Sonsöz Gazetesi‘nin kurulduğu tarih olan 1999 yılında, dönemin genel yayın yönetmeni Ahmet Siraç Fakirullahoğlu‘nun silahlı saldırıya uğramasının ardından gazeteye gelerek kalkan olan, Fethullahçı oluşumla güçlü kalemini kullanarak savaşan, sahibi olduğu lojisik firmasını kapatarak çeşitli özel kurumlarda yönetici olarak çalışan korkusuz gazeteci Mehmet Göre son yolculuğuna uğurlandı.

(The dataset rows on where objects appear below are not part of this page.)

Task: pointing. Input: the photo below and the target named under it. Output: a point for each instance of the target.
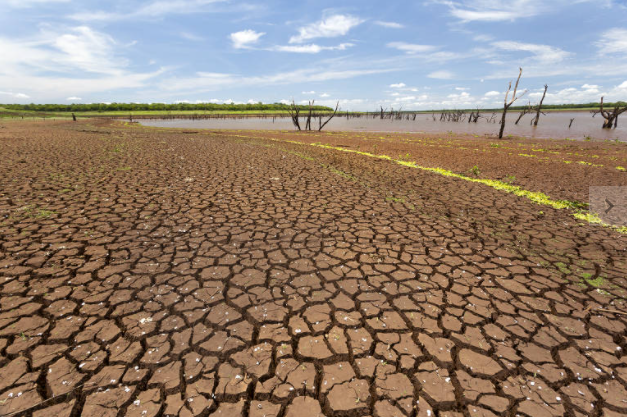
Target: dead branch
(535, 123)
(337, 107)
(509, 103)
(294, 114)
(610, 117)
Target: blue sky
(409, 54)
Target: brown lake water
(552, 126)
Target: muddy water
(553, 125)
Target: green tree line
(130, 107)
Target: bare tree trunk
(523, 112)
(308, 124)
(502, 130)
(535, 123)
(507, 104)
(337, 107)
(294, 113)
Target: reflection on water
(553, 125)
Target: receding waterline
(552, 126)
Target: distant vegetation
(131, 107)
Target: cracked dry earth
(145, 272)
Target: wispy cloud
(310, 49)
(14, 95)
(495, 10)
(329, 27)
(191, 37)
(218, 81)
(613, 41)
(391, 25)
(21, 4)
(411, 48)
(152, 9)
(74, 49)
(442, 75)
(75, 61)
(543, 54)
(245, 38)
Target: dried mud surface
(151, 272)
(563, 169)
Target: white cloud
(329, 27)
(53, 64)
(391, 25)
(411, 48)
(152, 9)
(15, 95)
(482, 38)
(245, 38)
(310, 49)
(544, 54)
(30, 3)
(494, 10)
(613, 41)
(218, 81)
(191, 37)
(441, 75)
(79, 49)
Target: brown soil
(563, 169)
(152, 272)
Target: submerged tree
(508, 104)
(610, 117)
(526, 110)
(294, 114)
(535, 122)
(322, 125)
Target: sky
(414, 55)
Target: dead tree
(524, 111)
(508, 104)
(337, 107)
(308, 123)
(535, 123)
(474, 117)
(294, 114)
(610, 117)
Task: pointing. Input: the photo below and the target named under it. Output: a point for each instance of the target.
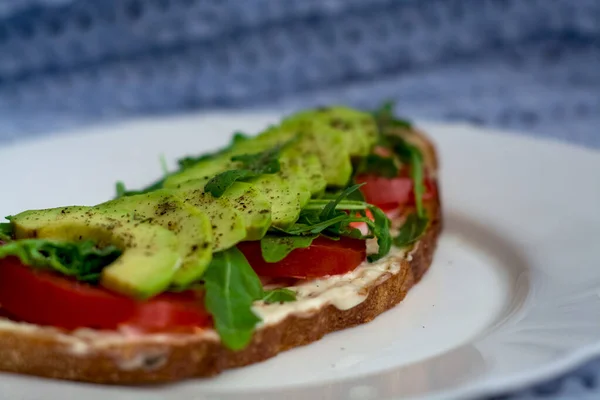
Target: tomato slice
(322, 258)
(45, 298)
(390, 193)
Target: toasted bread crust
(46, 353)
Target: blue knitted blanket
(529, 65)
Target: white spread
(341, 291)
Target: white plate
(513, 295)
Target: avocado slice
(192, 227)
(250, 202)
(329, 145)
(151, 254)
(227, 222)
(300, 170)
(205, 170)
(284, 199)
(359, 129)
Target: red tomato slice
(322, 258)
(392, 193)
(45, 298)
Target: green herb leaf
(329, 209)
(5, 232)
(232, 286)
(190, 161)
(333, 218)
(251, 166)
(417, 175)
(412, 229)
(410, 154)
(81, 260)
(376, 164)
(282, 295)
(381, 230)
(183, 163)
(121, 191)
(276, 248)
(384, 115)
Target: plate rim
(508, 383)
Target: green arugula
(276, 248)
(5, 232)
(190, 161)
(231, 287)
(412, 155)
(184, 163)
(412, 229)
(81, 260)
(250, 166)
(384, 116)
(333, 218)
(122, 191)
(376, 164)
(281, 295)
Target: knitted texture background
(528, 65)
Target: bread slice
(127, 358)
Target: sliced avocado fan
(151, 254)
(191, 226)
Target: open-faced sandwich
(317, 224)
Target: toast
(122, 357)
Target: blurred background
(526, 65)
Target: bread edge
(45, 353)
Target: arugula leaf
(333, 218)
(381, 230)
(251, 166)
(282, 295)
(417, 175)
(376, 164)
(276, 248)
(411, 154)
(232, 286)
(330, 208)
(5, 232)
(384, 116)
(412, 229)
(81, 260)
(190, 161)
(183, 163)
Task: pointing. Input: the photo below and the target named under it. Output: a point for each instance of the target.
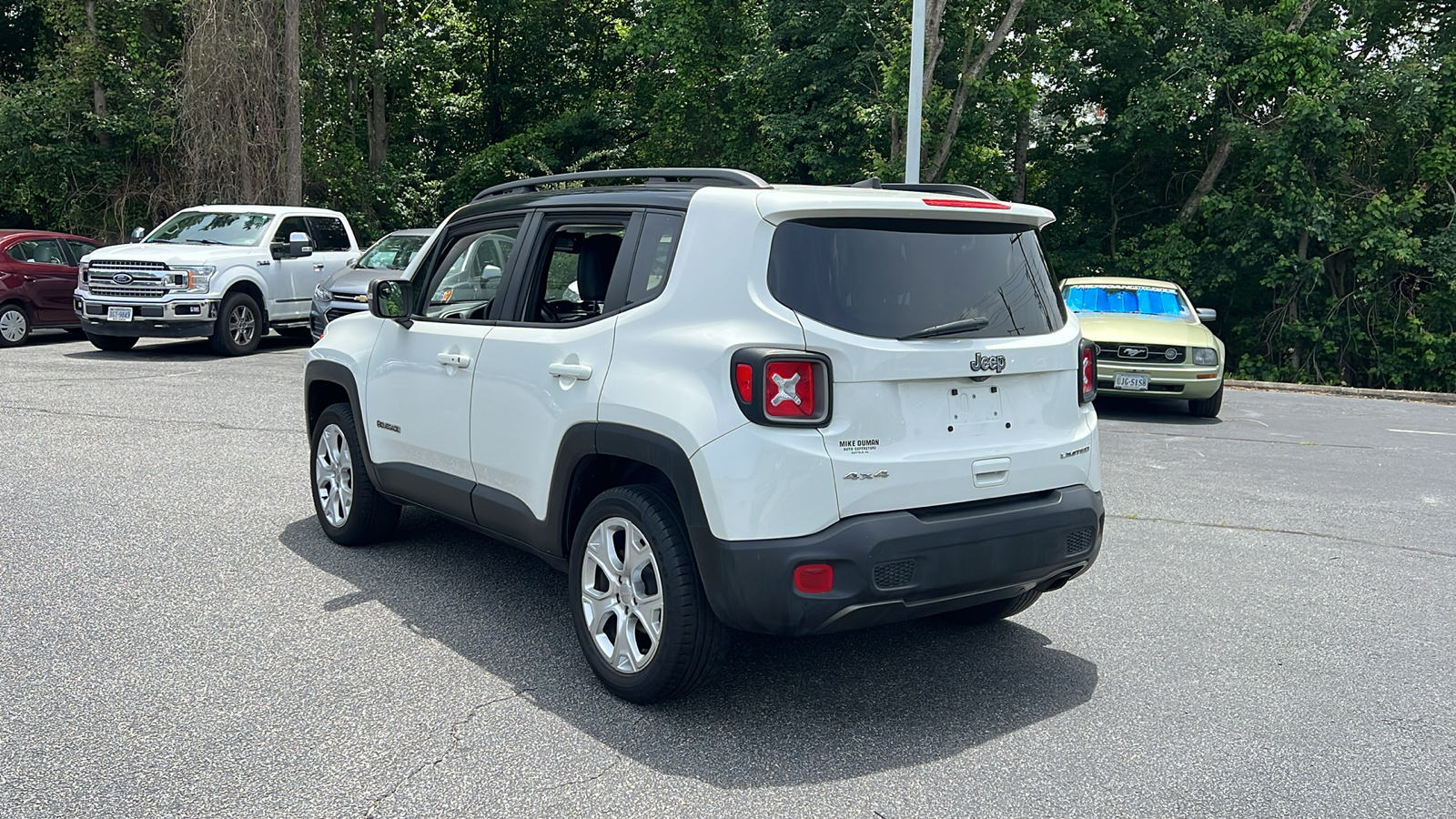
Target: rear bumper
(905, 564)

Kalemini kırmayan duayen gazeteci bir süredir yaşadığı sağlık sorunlarına yenik düştü. Siyasi, sosyal çalışmaların içinde uzun yıllar yer alan duayen Mehmet Göre, Pendik Sahil Camisi’nde öğle namazını müteakip kılınan cenaze namazının ardından, Orhanlı Mezarlığı’na defnedildi. Gazeteciyi son yolculuğunda eşi, oğlu, torunu başta olmak üzere akrabaları, dostları ve sevenleri yalnız bırakmadı.
1959 doğumlu olan Mehmet Göre, bir çocuk ve bir torun sahibiydi.
Işıklar yoldaşı olsun.
SONSÖZ GAZETESİ
Mehmet GÖRE‘nin Bir Makalesi: SÖZ BİTİNCE, SESSİZLİĞİ DİNLE
(18 Mayıs 2019)
Siyasi yazıdan kaçınayım derken, gelişmeler zorunlu kılıyor. Dün oy alacağını zannedip, PKK’nın yardakçısı HDP’dir ve onunla işbirliği yapıyor diye karşı tarafı suçla, yemeyince yani seçilemeyince dön baba dönelim seçime gidelim söylemiyle HDP’ye yanaş ve PKK’nın lideri faşist Apo’ya kurtar bizi demeye başla.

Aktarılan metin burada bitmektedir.